KISAH Perjalanan Karier Hilman Hariwijaya Sebelum Menerbitkan Lupus
Hilman Hariwijaya, penulis Lupus yang hari ini meninggal dunia, ternyata sudah menekuni dunia sastra sejak masih SMP. Berikut kisah lengkapnya.
Penulis: Alifia Nuralita Rezqiana | Editor: Joko Widiyarso
TRIBUNJOGJA.COM - Kabar duka datang dari dunia sastra dan hiburan Tanah Air. Penulis Hilman Hariwijaya meninggal dunia pada hari ini, Rabu 9 Maret 2022.
Melansir Kompas.com, Rabu (9/3/2022), kabar duka terkait meninggalnya Hilman Hariwijaya diumumkan oleh produser Agung Saputra melalui sebuah unggahan di akun Instagram pribadinya.
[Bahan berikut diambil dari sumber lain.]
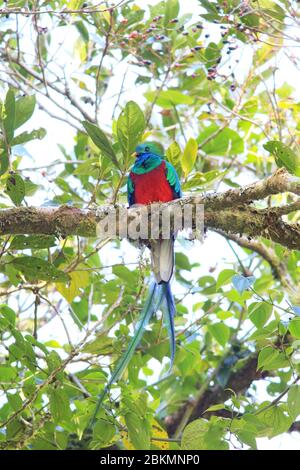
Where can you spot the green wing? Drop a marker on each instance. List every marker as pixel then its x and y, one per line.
pixel 130 191
pixel 173 179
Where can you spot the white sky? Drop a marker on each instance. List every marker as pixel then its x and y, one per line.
pixel 214 251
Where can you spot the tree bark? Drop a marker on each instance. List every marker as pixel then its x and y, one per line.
pixel 231 212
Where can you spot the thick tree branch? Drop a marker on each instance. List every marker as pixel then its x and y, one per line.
pixel 230 212
pixel 239 382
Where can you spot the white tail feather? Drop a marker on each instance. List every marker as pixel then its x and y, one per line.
pixel 162 256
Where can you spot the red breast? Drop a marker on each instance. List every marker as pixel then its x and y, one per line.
pixel 152 187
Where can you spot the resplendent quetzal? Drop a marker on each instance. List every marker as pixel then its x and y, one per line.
pixel 152 179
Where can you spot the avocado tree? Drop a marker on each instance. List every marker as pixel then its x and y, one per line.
pixel 81 85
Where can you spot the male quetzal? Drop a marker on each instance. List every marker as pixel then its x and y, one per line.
pixel 152 179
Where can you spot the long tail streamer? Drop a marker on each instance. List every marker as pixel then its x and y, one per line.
pixel 159 296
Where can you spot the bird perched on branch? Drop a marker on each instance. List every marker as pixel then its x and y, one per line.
pixel 152 179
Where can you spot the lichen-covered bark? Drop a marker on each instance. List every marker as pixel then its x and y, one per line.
pixel 231 211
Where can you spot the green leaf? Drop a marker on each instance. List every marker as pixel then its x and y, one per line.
pixel 212 54
pixel 28 136
pixel 103 433
pixel 37 268
pixel 129 277
pixel 284 156
pixel 220 332
pixel 138 431
pixel 22 242
pixel 101 345
pixel 259 313
pixel 4 161
pixel 101 141
pixel 271 359
pixel 294 327
pixel 273 422
pixel 24 109
pixel 189 156
pixel 7 313
pixel 130 128
pixel 193 435
pixel 171 11
pixel 9 120
pixel 214 141
pixel 168 99
pixel 59 405
pixel 204 435
pixel 242 283
pixel 15 188
pixel 173 154
pixel 224 277
pixel 293 401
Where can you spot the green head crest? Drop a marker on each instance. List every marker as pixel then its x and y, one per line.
pixel 150 147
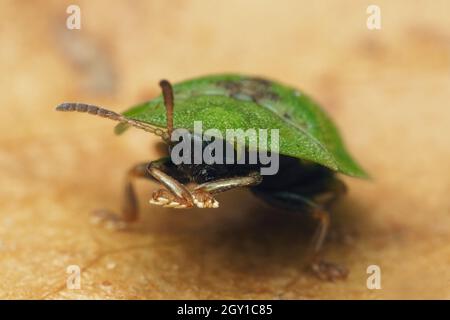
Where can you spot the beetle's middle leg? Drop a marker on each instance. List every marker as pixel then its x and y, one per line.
pixel 318 206
pixel 202 193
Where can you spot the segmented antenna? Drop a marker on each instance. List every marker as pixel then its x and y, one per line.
pixel 98 111
pixel 167 90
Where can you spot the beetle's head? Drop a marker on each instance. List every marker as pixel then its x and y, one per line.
pixel 165 134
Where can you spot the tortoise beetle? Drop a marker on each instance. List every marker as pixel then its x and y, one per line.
pixel 311 151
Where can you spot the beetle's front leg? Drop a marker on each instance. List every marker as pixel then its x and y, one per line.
pixel 129 211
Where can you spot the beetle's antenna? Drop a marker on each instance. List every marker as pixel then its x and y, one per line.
pixel 167 90
pixel 98 111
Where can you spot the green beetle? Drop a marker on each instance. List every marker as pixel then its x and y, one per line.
pixel 310 149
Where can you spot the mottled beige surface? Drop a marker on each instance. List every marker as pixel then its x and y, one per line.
pixel 388 90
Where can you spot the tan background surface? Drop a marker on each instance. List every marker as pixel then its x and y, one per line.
pixel 388 90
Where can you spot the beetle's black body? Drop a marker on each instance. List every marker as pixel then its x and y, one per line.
pixel 296 184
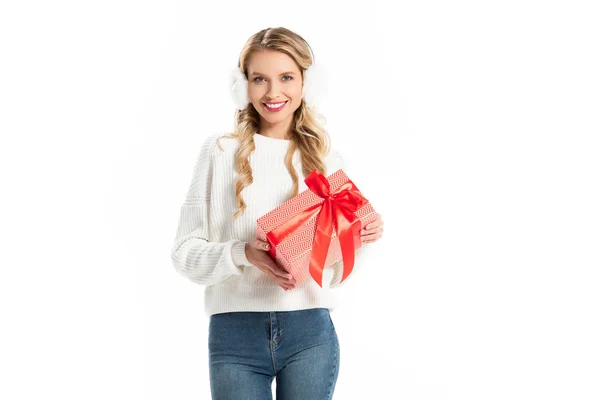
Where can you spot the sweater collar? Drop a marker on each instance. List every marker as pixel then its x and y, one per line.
pixel 268 143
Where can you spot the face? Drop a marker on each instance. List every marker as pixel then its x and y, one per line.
pixel 274 78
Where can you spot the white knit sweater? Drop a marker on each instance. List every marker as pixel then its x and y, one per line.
pixel 209 246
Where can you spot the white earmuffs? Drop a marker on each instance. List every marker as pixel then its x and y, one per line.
pixel 313 90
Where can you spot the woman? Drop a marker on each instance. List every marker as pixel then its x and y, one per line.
pixel 262 324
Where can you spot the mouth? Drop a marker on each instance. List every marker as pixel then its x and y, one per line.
pixel 274 107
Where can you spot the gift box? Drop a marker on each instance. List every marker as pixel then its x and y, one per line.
pixel 318 227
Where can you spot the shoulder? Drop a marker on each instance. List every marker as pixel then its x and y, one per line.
pixel 218 144
pixel 334 161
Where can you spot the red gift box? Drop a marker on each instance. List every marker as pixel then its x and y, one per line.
pixel 318 227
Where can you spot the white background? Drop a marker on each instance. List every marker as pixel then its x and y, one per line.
pixel 471 126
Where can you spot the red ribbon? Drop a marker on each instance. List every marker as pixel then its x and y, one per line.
pixel 337 207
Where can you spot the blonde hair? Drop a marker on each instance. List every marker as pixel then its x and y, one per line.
pixel 307 133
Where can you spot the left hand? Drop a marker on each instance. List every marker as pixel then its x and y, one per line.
pixel 372 231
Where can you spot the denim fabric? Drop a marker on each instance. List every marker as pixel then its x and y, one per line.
pixel 247 350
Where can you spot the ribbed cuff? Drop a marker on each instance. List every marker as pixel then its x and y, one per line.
pixel 238 254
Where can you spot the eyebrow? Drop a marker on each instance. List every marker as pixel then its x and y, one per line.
pixel 283 73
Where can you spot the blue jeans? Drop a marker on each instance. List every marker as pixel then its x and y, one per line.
pixel 248 349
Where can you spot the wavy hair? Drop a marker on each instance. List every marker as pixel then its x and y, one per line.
pixel 307 133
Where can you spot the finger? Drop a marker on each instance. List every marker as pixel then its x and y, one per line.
pixel 371 237
pixel 281 275
pixel 371 231
pixel 260 244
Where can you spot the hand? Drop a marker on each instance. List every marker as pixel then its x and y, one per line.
pixel 256 253
pixel 373 231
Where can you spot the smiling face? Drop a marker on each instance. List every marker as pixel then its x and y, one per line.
pixel 274 87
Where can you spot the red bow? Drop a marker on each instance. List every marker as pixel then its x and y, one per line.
pixel 337 206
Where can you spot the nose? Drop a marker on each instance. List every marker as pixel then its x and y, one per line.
pixel 273 90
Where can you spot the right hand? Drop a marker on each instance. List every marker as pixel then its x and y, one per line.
pixel 257 254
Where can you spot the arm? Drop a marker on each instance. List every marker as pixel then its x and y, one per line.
pixel 193 254
pixel 337 162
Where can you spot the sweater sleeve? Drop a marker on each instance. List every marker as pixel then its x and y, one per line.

Banyak masyarakat mengenal Hilman Hariwijaya sebagai penulis cerita pendek (cerpen) berjudul Lupus yang diterbitkan majalah Hai pada 1986 dan dibukukan pada November 1986.
Kendati demikian, belum banyak yang tahu bagaimana awal karier Hilman Hariwijaya hingga menjadi salah satu penulis ternama di Indonesia.
Baca juga: BREAKING NEWS : Penulis Novel Lupus, Hilman Hariwijaya Meninggal Dunia Pagi Ini
Dirangkum Tribunjogja.com dari video wawancara eksklusif Hilman Hariwijaya yang diunggah kanal YouTube FLP Tv pada Senin (28/1/2019) lalu, berikut kisah awal karier Hilman.
Sering membaca majalah dan bergabung di komunitas menulis

Hilman dalam wawancara mengatakan bahwa ia sudah tertarik dengan dunia sastra sejak kecil.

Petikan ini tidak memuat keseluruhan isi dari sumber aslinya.